A alegada violação do artigo 535, do CPC, não se efetivou no caso dos autos, uma vez que não se vislumbra omissão ou contradição no acórdão recorrido capaz de tornar nula a decisão impugnada no especial. A Corte de origem apreciou a demanda de modo suficiente, havendo se pronunciado acerca de todas as questões que foram elencadas nos embargos de declaração opostos na origem. 2. Mostra-se inviável a apreciação de ofensa a dispositivos constitucionais, uma vez que não cabe a esta Corte, em sede de recurso especial, o exame de matéria constitucional, cuja competência é reservada ao Supremo Tribunal Federal, nos termos do art. 102, inciso III, da Carta Magna. 3. O Tribunal a quo reconheceu expressamente a ocorrência de todos os requisitos para a configuração da responsabilidade civil no caso dos autos e a razoabilidade do valor arbitrado a título indenizatório, com base em todo o acervo fático-probatórios.

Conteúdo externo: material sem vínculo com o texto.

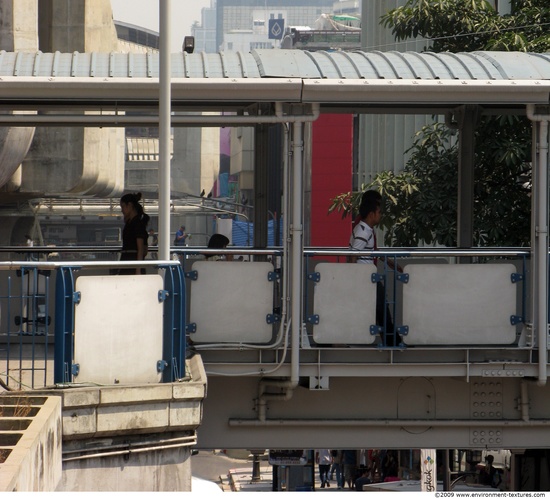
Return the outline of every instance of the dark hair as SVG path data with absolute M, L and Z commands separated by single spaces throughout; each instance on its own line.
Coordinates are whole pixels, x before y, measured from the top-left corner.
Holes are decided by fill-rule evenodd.
M 149 223 L 149 215 L 145 213 L 143 210 L 143 206 L 139 202 L 141 200 L 141 192 L 129 192 L 128 194 L 124 194 L 120 198 L 120 202 L 124 204 L 131 204 L 136 209 L 138 217 L 140 220 L 143 221 L 145 226 Z
M 208 248 L 225 248 L 229 244 L 229 239 L 223 234 L 212 234 L 212 237 L 208 241 Z
M 365 191 L 361 197 L 359 216 L 365 218 L 382 206 L 382 195 L 378 191 Z

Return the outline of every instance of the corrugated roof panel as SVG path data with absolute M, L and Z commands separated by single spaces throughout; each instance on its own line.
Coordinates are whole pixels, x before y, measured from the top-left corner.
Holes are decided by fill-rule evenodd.
M 244 67 L 246 67 L 246 72 L 248 74 L 248 78 L 261 78 L 262 75 L 260 73 L 260 68 L 258 67 L 258 64 L 256 63 L 256 58 L 254 57 L 254 54 L 251 52 L 239 52 L 239 57 L 241 58 L 242 62 L 244 63 Z
M 35 57 L 35 53 L 18 52 L 15 58 L 14 75 L 15 73 L 32 75 Z
M 380 72 L 374 62 L 367 57 L 367 52 L 355 51 L 351 53 L 361 78 L 366 80 L 381 78 Z
M 445 65 L 447 74 L 439 76 L 441 80 L 456 79 L 456 80 L 469 80 L 472 75 L 468 72 L 468 69 L 461 64 L 461 61 L 456 58 L 456 54 L 450 52 L 442 52 L 437 54 L 438 59 Z
M 52 74 L 54 73 L 54 56 L 55 54 L 51 53 L 40 53 L 40 57 L 37 57 L 35 59 L 35 71 L 36 74 L 34 76 L 41 76 L 44 74 Z
M 139 57 L 135 57 L 137 54 L 133 55 L 131 64 L 128 64 L 128 71 L 132 71 L 132 77 L 134 78 L 147 77 L 147 57 L 145 54 L 140 54 Z
M 475 53 L 463 53 L 461 55 L 464 55 L 466 58 L 469 58 L 470 60 L 474 60 L 476 64 L 472 64 L 471 62 L 467 61 L 466 64 L 471 68 L 471 71 L 473 72 L 474 76 L 480 80 L 501 80 L 502 74 L 500 71 L 493 66 L 487 59 L 484 59 L 483 57 L 479 57 Z
M 172 54 L 174 78 L 550 80 L 550 54 L 309 52 Z M 0 51 L 0 76 L 158 78 L 159 54 Z
M 92 57 L 89 52 L 75 52 L 73 54 L 71 76 L 86 78 L 90 76 L 90 63 Z
M 105 53 L 94 53 L 94 72 L 93 74 L 90 73 L 90 76 L 94 77 L 104 77 L 105 75 L 109 74 L 109 65 L 110 65 L 110 54 Z
M 209 78 L 227 78 L 224 74 L 224 68 L 222 64 L 222 58 L 220 54 L 204 54 L 204 59 L 208 64 L 208 77 Z
M 252 50 L 262 78 L 320 78 L 314 62 L 301 50 Z
M 319 50 L 317 52 L 311 52 L 311 55 L 315 59 L 315 64 L 320 76 L 323 78 L 342 78 L 340 66 L 336 63 L 336 60 L 333 57 L 333 52 L 325 52 L 324 50 Z
M 181 52 L 180 54 L 172 54 L 170 64 L 172 65 L 172 78 L 185 78 L 185 58 L 183 57 L 187 52 Z M 153 59 L 153 53 L 149 55 L 149 72 L 147 76 L 151 78 L 153 74 L 157 72 L 156 59 Z
M 196 57 L 199 54 L 189 54 L 185 60 L 185 69 L 187 78 L 208 78 L 208 68 L 204 67 L 202 57 Z
M 220 52 L 224 78 L 258 78 L 258 66 L 250 54 L 243 52 Z
M 430 52 L 405 52 L 405 54 L 407 57 L 415 60 L 412 64 L 415 65 L 418 77 L 423 80 L 435 80 L 438 78 L 438 73 L 440 73 L 443 69 L 442 67 L 439 67 L 439 70 L 437 70 L 432 67 L 434 64 L 440 65 L 440 62 L 437 58 L 432 58 L 430 60 L 429 57 L 426 57 L 426 55 L 429 55 Z
M 503 78 L 510 80 L 540 80 L 550 78 L 548 59 L 539 54 L 523 52 L 474 52 L 499 69 Z M 540 54 L 542 55 L 542 54 Z
M 394 71 L 394 67 L 389 63 L 383 52 L 366 52 L 365 57 L 376 67 L 379 78 L 396 79 L 399 75 Z
M 490 74 L 485 71 L 485 68 L 480 64 L 480 60 L 472 54 L 449 54 L 452 56 L 468 73 L 468 79 L 471 80 L 486 80 L 490 79 Z
M 392 67 L 393 72 L 398 75 L 399 79 L 416 80 L 417 73 L 414 71 L 415 61 L 402 52 L 380 52 L 380 56 L 386 59 L 387 63 Z
M 145 57 L 145 54 L 134 54 L 138 57 Z M 130 57 L 129 54 L 118 54 L 114 52 L 110 56 L 110 65 L 111 65 L 111 76 L 113 78 L 128 78 L 130 76 L 129 69 L 130 69 Z M 133 67 L 133 65 L 132 65 Z M 132 77 L 139 78 L 138 74 L 133 74 Z
M 71 68 L 73 67 L 73 54 L 66 54 L 62 52 L 55 53 L 55 70 L 56 76 L 71 76 Z M 48 73 L 42 76 L 52 76 Z
M 332 59 L 334 65 L 338 68 L 338 73 L 341 78 L 359 78 L 360 75 L 357 72 L 357 66 L 353 63 L 353 60 L 349 57 L 349 54 L 344 51 L 329 52 L 329 57 Z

Sendo assim, a pretendida inversão do julgado não se coaduna com a via eleita, consoante a Súmula n. 7/STJ. 4. Esta Corte possui entendimento segundo qual o art. 1º-F da Lei n. 9.494/97, com a redação dada pela MP n. 2.180/35-01, que fixa os juros moratórios nas ações ajuizadas contra a Fazenda Pública no patamar de 6% ao ano, somente se aplica às demandas ajuizadas após a sua entrada em vigor. No caso, em se tratando de ação ajuizada em 2004, se aplica o dispositivo, devendo ser fixado o percentual de 6% ao ano. 5. Recurso especial em parte conhecido e, nessa parte, parcialmente provido.

Acórdão

Vistos, relatados e discutidos esses autos em que são partes as acima indicadas, acordam os Ministros da SEGUNDA TURMA do Superior Tribunal de Justiça, na conformidade dos votos e das notas taquigráficas, o seguinte resultado de julgamento: "A Turma, por unanimidade, conheceu em parte do recurso e, nessa parte, deu-lhe parcial provimento, nos termos do voto do (a) Sr.(a) Ministro (a)-Relator (a)." Os Srs. Ministros Cesar Asfor Rocha, Castro Meira, Humberto Martins (Presidente) e Herman Benjamin votaram com o Sr. Ministro Relator.